RAMCloud is a high speed storage system for network efficient data centers. DRAM is the main storage device, and it is much faster compared to disk. Logging has been used for decades to ensure durability and consistency in storage systems. However, logging also makes sense as a technique for managing the data in DRAM. Log-structured memory takes advantage of the restricted use of pointers in storage systems to eliminate the global memory scans that fundamentally limit existing garbage collectors. Traditional memory allocation mechanisms like Malloc are not suitable for DRAM-based storage systems because they use memory inefficiently and don't adapt to changing access patterns. RAMCloud instead uses a log-structured approach which provides high utilization at high performance. The RAMCloud implementation of log- structured memory uses a two-level cleaning policy, which conserves disk bandwidth and improves performance up to 6x at high memory utilization. The cleaner runs concurrently with normal operations and employs multiple threads to hide most of the cost of cleaning. The RAMCloud storage system implements a unified log-structured mechanism both for active information in memory and backup data on disk.
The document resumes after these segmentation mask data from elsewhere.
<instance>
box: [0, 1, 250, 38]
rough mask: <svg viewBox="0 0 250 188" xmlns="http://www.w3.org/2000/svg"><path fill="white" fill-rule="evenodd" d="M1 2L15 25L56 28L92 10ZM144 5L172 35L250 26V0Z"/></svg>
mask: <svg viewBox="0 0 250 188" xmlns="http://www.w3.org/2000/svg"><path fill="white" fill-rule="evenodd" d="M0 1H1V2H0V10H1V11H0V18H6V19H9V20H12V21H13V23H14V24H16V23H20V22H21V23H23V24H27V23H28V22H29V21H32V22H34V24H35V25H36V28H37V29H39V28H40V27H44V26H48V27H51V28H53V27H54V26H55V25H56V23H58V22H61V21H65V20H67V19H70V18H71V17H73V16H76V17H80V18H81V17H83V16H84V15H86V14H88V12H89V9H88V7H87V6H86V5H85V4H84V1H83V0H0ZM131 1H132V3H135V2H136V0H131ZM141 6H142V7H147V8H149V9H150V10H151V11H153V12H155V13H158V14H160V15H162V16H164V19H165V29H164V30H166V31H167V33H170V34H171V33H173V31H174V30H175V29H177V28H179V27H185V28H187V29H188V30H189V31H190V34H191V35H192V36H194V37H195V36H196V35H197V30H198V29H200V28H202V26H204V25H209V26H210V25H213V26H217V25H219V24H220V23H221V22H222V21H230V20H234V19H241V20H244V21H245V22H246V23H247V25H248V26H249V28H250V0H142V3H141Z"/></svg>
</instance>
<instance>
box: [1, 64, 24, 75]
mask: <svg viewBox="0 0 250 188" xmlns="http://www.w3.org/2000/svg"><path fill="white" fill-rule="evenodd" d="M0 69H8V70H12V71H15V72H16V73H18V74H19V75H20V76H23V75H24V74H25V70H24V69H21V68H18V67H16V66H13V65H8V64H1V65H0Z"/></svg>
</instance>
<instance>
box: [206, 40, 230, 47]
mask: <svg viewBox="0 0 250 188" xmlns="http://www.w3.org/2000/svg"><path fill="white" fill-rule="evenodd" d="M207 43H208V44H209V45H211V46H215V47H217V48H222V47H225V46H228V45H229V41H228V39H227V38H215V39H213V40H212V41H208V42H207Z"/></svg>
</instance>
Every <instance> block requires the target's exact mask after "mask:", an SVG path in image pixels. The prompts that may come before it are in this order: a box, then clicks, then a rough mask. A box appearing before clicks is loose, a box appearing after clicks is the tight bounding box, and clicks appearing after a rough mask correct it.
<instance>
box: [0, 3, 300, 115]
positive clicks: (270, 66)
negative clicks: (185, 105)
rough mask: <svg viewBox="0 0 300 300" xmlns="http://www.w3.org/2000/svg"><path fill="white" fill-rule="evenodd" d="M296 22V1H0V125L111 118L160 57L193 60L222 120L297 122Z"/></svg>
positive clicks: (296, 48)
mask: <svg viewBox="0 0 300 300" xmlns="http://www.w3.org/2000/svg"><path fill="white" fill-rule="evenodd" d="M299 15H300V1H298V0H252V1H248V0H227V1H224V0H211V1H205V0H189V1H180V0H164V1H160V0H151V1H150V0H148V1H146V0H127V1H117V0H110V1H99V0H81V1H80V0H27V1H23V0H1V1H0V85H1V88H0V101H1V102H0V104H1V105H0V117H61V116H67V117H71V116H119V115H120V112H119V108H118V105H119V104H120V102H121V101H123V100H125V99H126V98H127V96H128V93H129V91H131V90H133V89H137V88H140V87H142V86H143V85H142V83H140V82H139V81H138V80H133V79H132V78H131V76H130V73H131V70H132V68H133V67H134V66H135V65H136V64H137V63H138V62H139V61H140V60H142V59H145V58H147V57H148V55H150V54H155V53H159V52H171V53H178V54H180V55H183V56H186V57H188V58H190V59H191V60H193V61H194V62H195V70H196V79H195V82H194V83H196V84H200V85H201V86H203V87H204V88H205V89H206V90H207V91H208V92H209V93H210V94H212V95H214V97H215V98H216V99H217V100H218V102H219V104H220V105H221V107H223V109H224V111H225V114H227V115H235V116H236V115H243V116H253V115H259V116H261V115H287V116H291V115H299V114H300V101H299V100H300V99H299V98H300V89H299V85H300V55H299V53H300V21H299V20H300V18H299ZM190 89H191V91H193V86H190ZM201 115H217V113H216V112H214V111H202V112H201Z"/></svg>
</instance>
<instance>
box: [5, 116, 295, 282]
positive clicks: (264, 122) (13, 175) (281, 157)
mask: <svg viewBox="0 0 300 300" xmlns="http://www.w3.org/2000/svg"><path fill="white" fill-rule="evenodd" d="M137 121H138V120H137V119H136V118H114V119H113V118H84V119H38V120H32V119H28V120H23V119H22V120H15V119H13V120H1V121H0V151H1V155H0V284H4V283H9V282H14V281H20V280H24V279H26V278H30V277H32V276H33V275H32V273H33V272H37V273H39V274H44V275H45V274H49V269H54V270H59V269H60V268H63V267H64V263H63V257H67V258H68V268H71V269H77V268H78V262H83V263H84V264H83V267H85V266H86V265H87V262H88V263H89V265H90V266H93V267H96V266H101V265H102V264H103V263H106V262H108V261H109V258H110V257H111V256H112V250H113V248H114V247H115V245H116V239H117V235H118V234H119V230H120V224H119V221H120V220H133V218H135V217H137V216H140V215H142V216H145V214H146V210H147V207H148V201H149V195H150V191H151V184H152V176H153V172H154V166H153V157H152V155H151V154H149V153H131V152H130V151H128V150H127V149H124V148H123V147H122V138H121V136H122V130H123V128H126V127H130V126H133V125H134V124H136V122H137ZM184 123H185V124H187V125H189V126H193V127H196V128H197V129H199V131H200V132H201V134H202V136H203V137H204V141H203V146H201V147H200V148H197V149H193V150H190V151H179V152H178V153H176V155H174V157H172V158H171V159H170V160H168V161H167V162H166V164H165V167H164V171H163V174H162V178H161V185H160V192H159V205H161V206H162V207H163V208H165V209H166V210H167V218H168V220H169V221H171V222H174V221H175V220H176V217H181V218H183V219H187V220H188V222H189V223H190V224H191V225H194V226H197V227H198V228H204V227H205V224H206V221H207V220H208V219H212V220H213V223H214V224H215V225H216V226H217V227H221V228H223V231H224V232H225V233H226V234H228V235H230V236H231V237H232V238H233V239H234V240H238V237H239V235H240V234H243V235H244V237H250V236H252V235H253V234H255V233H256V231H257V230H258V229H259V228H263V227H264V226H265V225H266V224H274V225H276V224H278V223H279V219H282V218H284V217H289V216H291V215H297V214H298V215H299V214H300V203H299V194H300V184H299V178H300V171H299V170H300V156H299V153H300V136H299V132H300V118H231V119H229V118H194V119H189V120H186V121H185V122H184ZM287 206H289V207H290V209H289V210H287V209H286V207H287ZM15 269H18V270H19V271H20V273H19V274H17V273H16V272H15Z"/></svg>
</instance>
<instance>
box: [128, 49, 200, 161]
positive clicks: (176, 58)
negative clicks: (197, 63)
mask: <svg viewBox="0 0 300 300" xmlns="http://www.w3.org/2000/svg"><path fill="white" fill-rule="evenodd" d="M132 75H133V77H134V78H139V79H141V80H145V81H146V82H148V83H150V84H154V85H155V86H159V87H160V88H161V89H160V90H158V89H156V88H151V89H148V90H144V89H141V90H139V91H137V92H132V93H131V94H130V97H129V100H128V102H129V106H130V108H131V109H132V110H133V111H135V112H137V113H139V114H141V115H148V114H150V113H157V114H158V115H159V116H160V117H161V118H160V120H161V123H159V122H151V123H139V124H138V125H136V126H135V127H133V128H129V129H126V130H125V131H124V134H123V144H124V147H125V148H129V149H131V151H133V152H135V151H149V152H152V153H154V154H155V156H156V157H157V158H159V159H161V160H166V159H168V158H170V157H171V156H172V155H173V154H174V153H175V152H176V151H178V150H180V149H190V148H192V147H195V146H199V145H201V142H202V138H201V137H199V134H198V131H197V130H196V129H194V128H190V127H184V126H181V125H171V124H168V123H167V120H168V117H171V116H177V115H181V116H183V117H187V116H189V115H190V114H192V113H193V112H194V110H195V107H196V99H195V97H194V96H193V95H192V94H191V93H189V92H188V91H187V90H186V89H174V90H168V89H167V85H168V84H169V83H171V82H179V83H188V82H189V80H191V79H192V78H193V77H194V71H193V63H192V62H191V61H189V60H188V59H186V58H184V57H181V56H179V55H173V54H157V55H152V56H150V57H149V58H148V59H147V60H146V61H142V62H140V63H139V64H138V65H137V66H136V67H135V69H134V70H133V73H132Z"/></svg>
What I liked about this paper

a. Design and performance of RAMCloud is really impressive. This is probably the only system I have come across that targets low latency reads/writes, fast recovery from failures and provides strong consistency. Most systems focus on intensive reads or intensive writes but RAMCloud targets to optimize both read and write bandwidths.
b. The innovative use of multiple replica masters to reduce the failure recovery time without affecting network bandwidth is unique and interesting.
c. The testing and evaluation experiments are solid. The authors’ experiments on performance under changing loads and access patterns should be used whenever we build a new storage system.

Critical comments

a. The coordinator is single point of failure in the system. It can limit both reliability as well as scalability.
b. The data model provided by RAMCloud is limited. It would be better for application developers if it could give support a richer data model including transactions, indexes etc.
c. What happens if the recovery master crashes during recovery? The paper doesn’t talk about cascading failures.

Questions

a. How will the system design change in the scenario when NVRAMs (nonvolatile RAM) become prevalent?
b. Can we use Machine learning to give us better data placement algorithms for RAMCloud?
c. How can we handle cascading failures in RAMCloud?